Она допила кофе и вымыла чашку, с удовольствием проигнорировав заботливо приготовленный душкой Колокольчиковым завтрак — есть, как всегда по утрам, не хотелось, а о здоровом образе жизни думать пока что вряд ли стоило. “Если останусь жива, — решила она, — каждое утро буду завтракать, наберу вес и сделаю себе пристойную фигуру, а то перед мужиком раздеться стыдно”. Она вдруг вспомнила, что в ночь перед своей смертью Верка Волгина назвала ее Кощеем.
“Как в воду глядела, — с легкой грустью подумала Катя. — Верку уже похоронили, а меня смерть не берет, хотя Верка-то как раз была не при чем”.
Она убрала продукты со стола в холодильник, мимоходом удивившись бессмысленности своих действий: казалось бы, в преддверии того, что должно было произойти через пару часов, ее вряд ли могла волновать судьба колокольчиковского продовольствия, а вот поди ж ты. “Получается, — подумала она, — что все мы на три четверти состоим из условных рефлексов. Как это в той пословице? Помирать собирайся, а жито сей...
Кто это здесь собрался помирать, — прикрикнула она на себя. — И думать не моги, Скворцова.
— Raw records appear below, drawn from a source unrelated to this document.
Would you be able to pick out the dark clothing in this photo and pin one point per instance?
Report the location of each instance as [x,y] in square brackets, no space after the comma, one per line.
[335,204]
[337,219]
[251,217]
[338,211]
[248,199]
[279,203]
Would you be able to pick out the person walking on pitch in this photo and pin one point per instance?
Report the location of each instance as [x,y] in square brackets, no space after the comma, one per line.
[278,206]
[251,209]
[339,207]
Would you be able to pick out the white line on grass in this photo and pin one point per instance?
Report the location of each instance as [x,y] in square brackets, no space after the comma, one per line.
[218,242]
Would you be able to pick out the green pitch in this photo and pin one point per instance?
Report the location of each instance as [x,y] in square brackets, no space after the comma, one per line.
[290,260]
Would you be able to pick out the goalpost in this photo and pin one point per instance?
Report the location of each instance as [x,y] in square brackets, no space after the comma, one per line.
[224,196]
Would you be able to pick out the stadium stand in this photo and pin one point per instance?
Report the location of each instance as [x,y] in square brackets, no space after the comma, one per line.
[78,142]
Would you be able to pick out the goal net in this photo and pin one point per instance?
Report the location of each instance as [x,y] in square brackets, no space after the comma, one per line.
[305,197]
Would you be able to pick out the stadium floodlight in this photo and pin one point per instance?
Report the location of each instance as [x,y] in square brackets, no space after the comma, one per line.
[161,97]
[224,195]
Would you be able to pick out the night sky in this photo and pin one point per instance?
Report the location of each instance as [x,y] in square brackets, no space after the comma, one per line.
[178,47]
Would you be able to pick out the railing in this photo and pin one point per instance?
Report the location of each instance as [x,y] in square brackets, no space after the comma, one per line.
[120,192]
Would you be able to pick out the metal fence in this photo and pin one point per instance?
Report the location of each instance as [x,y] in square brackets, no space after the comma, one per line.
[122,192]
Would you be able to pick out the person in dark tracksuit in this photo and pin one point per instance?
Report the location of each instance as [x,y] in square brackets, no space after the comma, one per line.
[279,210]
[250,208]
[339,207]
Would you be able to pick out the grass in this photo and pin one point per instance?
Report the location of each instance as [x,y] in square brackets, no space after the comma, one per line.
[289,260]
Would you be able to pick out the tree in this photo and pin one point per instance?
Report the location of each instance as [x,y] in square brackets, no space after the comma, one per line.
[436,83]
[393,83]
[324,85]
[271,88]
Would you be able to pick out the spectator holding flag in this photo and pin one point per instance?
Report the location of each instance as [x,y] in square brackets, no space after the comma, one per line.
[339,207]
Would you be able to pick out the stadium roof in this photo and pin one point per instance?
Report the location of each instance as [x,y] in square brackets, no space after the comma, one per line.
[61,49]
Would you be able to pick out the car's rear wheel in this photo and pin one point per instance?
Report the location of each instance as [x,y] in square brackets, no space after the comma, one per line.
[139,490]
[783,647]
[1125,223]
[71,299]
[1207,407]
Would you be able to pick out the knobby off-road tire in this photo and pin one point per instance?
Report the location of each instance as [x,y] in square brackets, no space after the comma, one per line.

Мы с тобой еще не отблагодарили нашего мента за гостеприимство, а ты — помирать...”
Она снова села за стол и медленно, растягивая удовольствие, выкурила сигарету, бездумно глядя в незанавешенное окно на облетающие липы, между которыми простиралась начисто вытоптанная подрастающим поколением, теперь раскисшая от дождей земля, вдоль и поперек пересеченная растрескавшимися асфальтовыми дорожками. “Скоро Новый год, — подумала она и стала думать про Новый год, — потому что вставать и выходить под дождь ужасно не хотелось. — Ведь была же вчера дома, подумала она, так почему было не взять зонтик... Мокни вот теперь, как дура”.
Она сходила в прихожую, сделала телефонный звонок, который сделать было необходимо, вернулась на кухню, закурила еще одну сигарету, но, сделав три или четыре затяжки, раздавила ее в пепельнице. Курить больше не хотелось, да и время тянуть не стоило. Нужно было еще осмотреться на месте, прикинуть, что к чему, оборудовать наблюдательный пункт и занять позицию до того, как туда прибудут остальные участники праздника — в погонах и без.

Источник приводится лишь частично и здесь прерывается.